CBS felt “The Munsters” had the potential to be a hit show. The network heavily promoted the show with merchandise including lunch boxes and toys. “They felt it was going to be good,” Patrick said. “On paper, it was pretty unusual, monsters living next door. It was kind of an experimental thing, but it got out of the starting gate and it was a top-10 show really fast.
“There were a lot of photographers, a lot of promotion,” he said. “Fred, Al and Yvonne were big stars, so they had some already-in-place publicity. The guest stars that we had were great, so we had a big push going.”
Seven months before “The Munsters” premiered, the Beatles appeared for the first time on “The Ed Sullivan Show.”
Patrick missed out on a chance to meet the band.
“They actually came out on the Munster set, visited us and stayed in the Universal dressing rooms for security reasons rather than stay in hotel,” he said. “I didn’t get a chance to meet them that day. I was off. They were fans of the show. The Beatles, they were huge for a young kid. I loved them.”

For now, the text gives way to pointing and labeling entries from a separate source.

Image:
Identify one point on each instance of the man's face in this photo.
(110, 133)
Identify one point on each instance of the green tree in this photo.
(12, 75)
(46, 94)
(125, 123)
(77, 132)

Patrick, now 63, continued to act after “The Munsters.” He guest-starred on several TV shows, including “Death Valley Days,” “The Monkees,” “Daniel Boone” and “Adam-12;” had a recurring role as Gordon Dearing on “My Three Sons;” played Mark on “Lidsville,” a children’s show, in 1971-72; and played himself on an episode of “The Simpsons” in 1989.
He’s now sober after years of alcohol and drug abuse and is also a cancer survivor. He and Leila were married last year and now live in Missouri in a home that once belong to his grandmother.
These days, Patrick maintains munsters.com, the show’s official website that includes Munsters news, trivia, merchandise and cast biographies.
“The Munsters” is as popular as ever, even 51 years after the show went off the air.
“It holds its own,” Patrick said. “There’s a new generation of kids watching it with their parents and grandparents. I’m sure we’ll be around for another 50 years.”